L’Office congolais de contrôle engagé à protéger les consommateurs contre les produits impropres

Lubumbashi, 16 septembre 2026 (ACP).- L’engagement à protéger les consommateurs contre la circulation des produits impropres à la consommation a été réitéré par le Directeur provincial de l’Office congolais de contrôle (OCC) de l’espace Katanga, lors d’un entretien mercredi avec l’ACP, à Lubumbashi, dans le Sud-est de la République démocratique du Congo (RDC).

« Au nom du Directeur général de l’OCC, le Professeur Pierre Lohohola, j’adresse un message d’assurance à la population du Haut-Katanga en général et à celle de Lubumbashi en particulier. L’OCC reste engagé à protéger les consommateurs contre la circulation des produits impropres à la consommation », a déclaré Paulin Kasereka, Directeur provincial de l’OCC de l’espace Katanga.

Selon lui, son service a été instruit à bien accomplir la mission que l’Etat congolais lui a confié notamment l’inspection, la certification et le contrôle de la production locale ainsi que les essaies au niveau des laboratoires. « Au-delà de tous ces aspects il y a le contrôle technique, la métrologie et le commissariat d’avarie », a-t-il ajouté.

« Nous avons un DG déterminé à pouvoir protéger la population congolaise et nous qui le représentons, nous marchons selon ses orientations c’est-à-dire, tout produit fabriqué localement doit être contrôlé, les échantillons doivent être prélevés et acheminés au laboratoire. Tout produit qui entre au pays doit faire objet de l’inspection.
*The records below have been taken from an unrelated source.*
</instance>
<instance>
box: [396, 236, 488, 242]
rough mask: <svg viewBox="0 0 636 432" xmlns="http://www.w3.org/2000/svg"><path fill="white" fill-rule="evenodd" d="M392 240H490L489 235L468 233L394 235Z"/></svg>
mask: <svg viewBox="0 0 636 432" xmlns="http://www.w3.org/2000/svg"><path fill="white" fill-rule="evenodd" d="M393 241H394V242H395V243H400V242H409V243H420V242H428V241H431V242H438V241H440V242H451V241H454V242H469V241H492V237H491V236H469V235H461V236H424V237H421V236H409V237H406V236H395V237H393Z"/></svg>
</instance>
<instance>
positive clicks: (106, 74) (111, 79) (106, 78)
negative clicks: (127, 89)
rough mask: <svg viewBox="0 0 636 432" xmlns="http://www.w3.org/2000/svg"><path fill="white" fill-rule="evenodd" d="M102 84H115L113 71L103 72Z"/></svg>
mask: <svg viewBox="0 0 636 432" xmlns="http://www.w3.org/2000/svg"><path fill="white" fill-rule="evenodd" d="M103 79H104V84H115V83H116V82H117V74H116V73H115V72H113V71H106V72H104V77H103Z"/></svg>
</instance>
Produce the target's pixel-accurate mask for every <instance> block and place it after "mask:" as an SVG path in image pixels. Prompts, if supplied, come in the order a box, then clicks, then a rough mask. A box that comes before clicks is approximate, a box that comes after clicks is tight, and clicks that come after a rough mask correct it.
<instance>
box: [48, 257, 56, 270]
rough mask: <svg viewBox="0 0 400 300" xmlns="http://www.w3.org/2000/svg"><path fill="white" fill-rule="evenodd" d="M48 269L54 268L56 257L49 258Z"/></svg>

Si c’est un produit sensible c’est-à-dire un produit qui doit passer au laboratoire, on doit prélever les échantillons et l’opérateur économique doit attendre le résultat de nos laboratoires avant que ce produit ne soit mis en consommation », a-t-il renchéri.

Il a, par ailleurs, indiqué que l’OCC étant un établissement public à caractère technique et scientifique qui est l’évaluateur de la conformité, en cas de non-conformité, le produit concerné fait l’objet d’une procédure pouvant aboutir à sa destruction, tandis que les produits déclarés conformes sont autorisés à être mis à la disposition des consommateurs.

Réagissant à la présence de produits avariés parfois constatée dans les supermarchés et sur les marchés, M. Kasereka a précisé que le contrôle de l’état des produits exposés dans les points de vente ne relève pas de la mission de l’OCC.

« L’OCC n’a pas mandat ni mission de passer dans des supermarchés pour voir l’état des produits qui sont exposés. Cela revient dans les prérogatives du service de l’hygiène, mais également de celui de la protection civile », a-t-il expliqué.

Il a également salué les capacités techniques de l’OCC, notamment à travers son réseau de laboratoires certifiés présents dans plusieurs provinces et localités, notamment à Lubumbashi, Kasumbalesa et Likasi, ainsi que d’autres structures à travers le pays, destinées aux analyses nécessaires à l’évaluation de la conformité.

« Je salue les efforts entrepris par la direction générale de l’OCC,  pour renforcer les infrastructures, les équipements de laboratoire et la mobilité des équipes », a dit le responsable de l’OCC Katanga.

M. Kamuha a révélé que cette direction qui couvre les provinces du Haut-Katanga et celle du Tanganyika dispose d’une équipe qualifiée d’environ 1 008 agents et cadres, dont près de 640 basés à Lubumbashi déployés dans les différents services, sur le terrain et dans les laboratoires pour assurer les missions de contrôle et d’évaluation de la conformité.